Amr F. Barakat, MD, and colleagues conducted a literature review of articles pertaining to statin therapy in patients undergoing CABG.
The researchers found that the anti-inflammatory property of statins, much more than their cholesterol-lowering role, appears to explain their benefits seen in patients who underwent CABG.
“The main pleiotropic effect of statins is the anti-inflammatory role that was demonstrated in clinical trials by a significant reduction in serum levels of C-reactive protein, usually within 14 days of initiation of statin therapy, independent of serum LDL levels,” Barakat, from the department of medicine at Cleveland Clinic, and colleagues wrote. “This reduction was proven to be associated with delayed progression of atherosclerosis and improved [CV] outcomes.” The mechanism behind the anti-inflammatory role of statins appears to be upregulation of nitric oxide, they wrote.
One trial found that on day 14 after CABG, patients assigned aspirin plus atorvastatin on the day after surgery had better inflammatory response, endothelial cell function and blood coagulation cascade than those assigned aspirin alone; another found that perioperative use of high-dose statins (but not low-dose statins) plus ACE inhibitors attenuated the postoperative systemic inflammatory response commonly seen in patients who underwent CABG; and both have been confirmed by subsequent studies, they wrote.
Evidence for better outcomes
A number of studies have found that perioperative statin therapy is associated with reduced all-cause mortality after CABG, the researchers wrote. However, although statins have been shown to decrease MI in patients who underwent PCI or a noncardiac operation, the effect has not been demonstrated in CABG.
Preoperative atorvastatin has been shown to decrease postoperative atrial fibrillation in patients with CABG, but the results have been inconsistent for rosuvastatin (Crestor, AstraZeneca), they wrote.
“This discrepancy can be partly explained by the difference in pleiotropic effects among individual statins ... favoring lipophilic statins such as atorvastatin and simvastatin over the more hydrophilic ones,” Barakat and colleagues wrote.
Most studies of statins and post-CABG stroke have found a beneficial effect from statins, but some have not, and “such evidence may be a reflection of decreased incidence of postoperative AF in the statin group,” they wrote.

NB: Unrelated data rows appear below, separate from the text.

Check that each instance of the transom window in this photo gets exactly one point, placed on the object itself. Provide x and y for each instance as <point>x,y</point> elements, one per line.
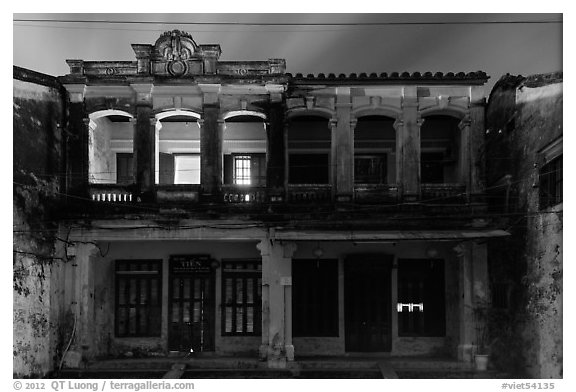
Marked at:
<point>242,297</point>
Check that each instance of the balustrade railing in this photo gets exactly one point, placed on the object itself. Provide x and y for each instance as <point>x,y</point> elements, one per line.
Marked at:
<point>443,193</point>
<point>243,194</point>
<point>110,193</point>
<point>375,193</point>
<point>309,192</point>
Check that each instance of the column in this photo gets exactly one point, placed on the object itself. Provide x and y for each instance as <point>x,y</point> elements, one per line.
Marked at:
<point>473,292</point>
<point>275,149</point>
<point>464,158</point>
<point>144,143</point>
<point>276,347</point>
<point>211,134</point>
<point>83,304</point>
<point>408,145</point>
<point>77,143</point>
<point>344,139</point>
<point>477,156</point>
<point>333,170</point>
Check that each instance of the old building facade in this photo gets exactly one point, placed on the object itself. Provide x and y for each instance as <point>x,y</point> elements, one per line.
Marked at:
<point>232,208</point>
<point>524,174</point>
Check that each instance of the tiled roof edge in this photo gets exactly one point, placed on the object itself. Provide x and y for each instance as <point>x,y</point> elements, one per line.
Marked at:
<point>427,76</point>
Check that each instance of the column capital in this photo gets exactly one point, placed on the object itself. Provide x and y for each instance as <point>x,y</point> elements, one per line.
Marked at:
<point>143,93</point>
<point>289,249</point>
<point>409,102</point>
<point>275,92</point>
<point>76,92</point>
<point>332,124</point>
<point>466,121</point>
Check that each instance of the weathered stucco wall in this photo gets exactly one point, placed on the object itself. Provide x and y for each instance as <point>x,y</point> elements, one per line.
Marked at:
<point>106,344</point>
<point>525,116</point>
<point>37,264</point>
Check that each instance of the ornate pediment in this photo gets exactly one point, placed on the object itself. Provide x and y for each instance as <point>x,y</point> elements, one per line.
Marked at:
<point>175,45</point>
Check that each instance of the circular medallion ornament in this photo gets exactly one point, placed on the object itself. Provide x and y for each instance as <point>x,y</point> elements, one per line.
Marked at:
<point>177,68</point>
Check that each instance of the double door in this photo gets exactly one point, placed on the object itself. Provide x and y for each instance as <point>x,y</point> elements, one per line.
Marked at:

Evidence for a reno-protective effect of statins in patients who underwent CABG is mixed, mostly based on observational studies, and most consistently seen in younger and lower-risk patients, according to the researchers.
Statin use appears to be associated with reduced length of hospital stay after CABG, likely due to a reduced rate of postoperative complications, they wrote.
Known statin-related adverse effects do not appear to be a factor in patients undergoing CABG, and statins are underused by candidates for CABG, the researchers wrote.
“Based on the current evidence, [perioperative statin therapy], particularly atorvastatin and simvastatin, is associated with improved postoperative outcomes in CABG patients,” Barakat and colleagues concluded. “Attenuation of [systemic inflammatory response] and reduction in the risk of postoperative AF and perioperative mortality seem to have the most robust evidence, whereas further [randomized controlled trials] are needed to confirm the benefit for other outcomes. Furthermore, the evidence suggests that the benefit outweighs the questionable increased likelihood of statin-induced myopathy in the setting of operation.” – by Erik Swain
Disclosure: The researchers report no relevant financial disclosures.